Bringing MOCHA Lessons to Your Service
2019
Identifying the qualities of primary care that have the potential to produce optimal health outcomes is only half the story. The MOCHA project has explored how to transfer these to other national contexts, but also which successful components should be transferred. It is important to assess the population criteria of the identified sociodemographic, cultural and social characteristics, and the population perspectives on a care system’s components. The project analysed public experiences and perceptions of the quality of primary care for children from a representative sample of the general public in five EU Member States. The public perception of children’s primary care services, in particular the perceived quality of care and expectations of children and their care is important to understand before MOCHA lessons can be effectively adopted in a country. We found that the socio-cultural characteristics of a country inform the population perceptions and preferences with regard to the care system.
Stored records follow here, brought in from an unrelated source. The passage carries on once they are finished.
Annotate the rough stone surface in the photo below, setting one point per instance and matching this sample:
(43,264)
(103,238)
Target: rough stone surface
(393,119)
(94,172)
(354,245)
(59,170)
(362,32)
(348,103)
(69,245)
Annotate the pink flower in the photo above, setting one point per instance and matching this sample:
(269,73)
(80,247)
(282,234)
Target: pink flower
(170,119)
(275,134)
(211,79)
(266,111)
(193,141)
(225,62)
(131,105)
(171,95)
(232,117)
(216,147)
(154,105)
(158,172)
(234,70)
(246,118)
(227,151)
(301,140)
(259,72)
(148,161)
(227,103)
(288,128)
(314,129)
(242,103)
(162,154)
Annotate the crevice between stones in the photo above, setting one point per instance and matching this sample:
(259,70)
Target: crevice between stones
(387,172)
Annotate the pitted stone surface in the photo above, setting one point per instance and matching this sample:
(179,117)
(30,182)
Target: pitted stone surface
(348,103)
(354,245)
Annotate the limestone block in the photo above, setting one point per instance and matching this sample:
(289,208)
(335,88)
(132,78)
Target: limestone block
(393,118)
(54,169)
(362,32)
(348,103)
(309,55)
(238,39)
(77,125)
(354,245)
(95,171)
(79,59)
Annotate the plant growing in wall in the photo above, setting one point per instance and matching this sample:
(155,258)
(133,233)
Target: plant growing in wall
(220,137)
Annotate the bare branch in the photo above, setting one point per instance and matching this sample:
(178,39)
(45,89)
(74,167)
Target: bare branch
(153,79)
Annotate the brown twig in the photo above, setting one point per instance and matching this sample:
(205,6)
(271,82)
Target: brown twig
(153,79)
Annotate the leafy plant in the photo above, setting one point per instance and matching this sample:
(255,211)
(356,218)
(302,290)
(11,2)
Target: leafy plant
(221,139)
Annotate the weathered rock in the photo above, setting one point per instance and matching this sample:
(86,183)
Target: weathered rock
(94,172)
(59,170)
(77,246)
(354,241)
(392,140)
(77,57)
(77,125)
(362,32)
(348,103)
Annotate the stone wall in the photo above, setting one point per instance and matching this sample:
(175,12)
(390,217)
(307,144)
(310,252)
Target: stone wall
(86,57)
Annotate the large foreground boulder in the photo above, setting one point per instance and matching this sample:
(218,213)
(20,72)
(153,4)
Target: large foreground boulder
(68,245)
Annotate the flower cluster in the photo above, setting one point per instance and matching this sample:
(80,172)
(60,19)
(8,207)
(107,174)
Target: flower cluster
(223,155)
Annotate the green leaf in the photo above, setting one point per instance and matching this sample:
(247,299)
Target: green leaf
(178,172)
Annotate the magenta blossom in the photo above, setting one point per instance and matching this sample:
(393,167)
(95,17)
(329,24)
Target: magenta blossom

In the five countries surveyed there was agreement about aspects of quality of care – such as accessible opening hours, confidential consultations for children and timeliness of consultation for an illness; but there was a difference in opinion about giving priority to items such as making an appointment without a referral, or a child’s right to a confidential consultation. The cultural context of transferability and the means of addressing this such as defining the target audience and the different means of disseminating important messages to the wider community to address contextual factors can act as barriers or facilitators to the introduction of new components of primary care models.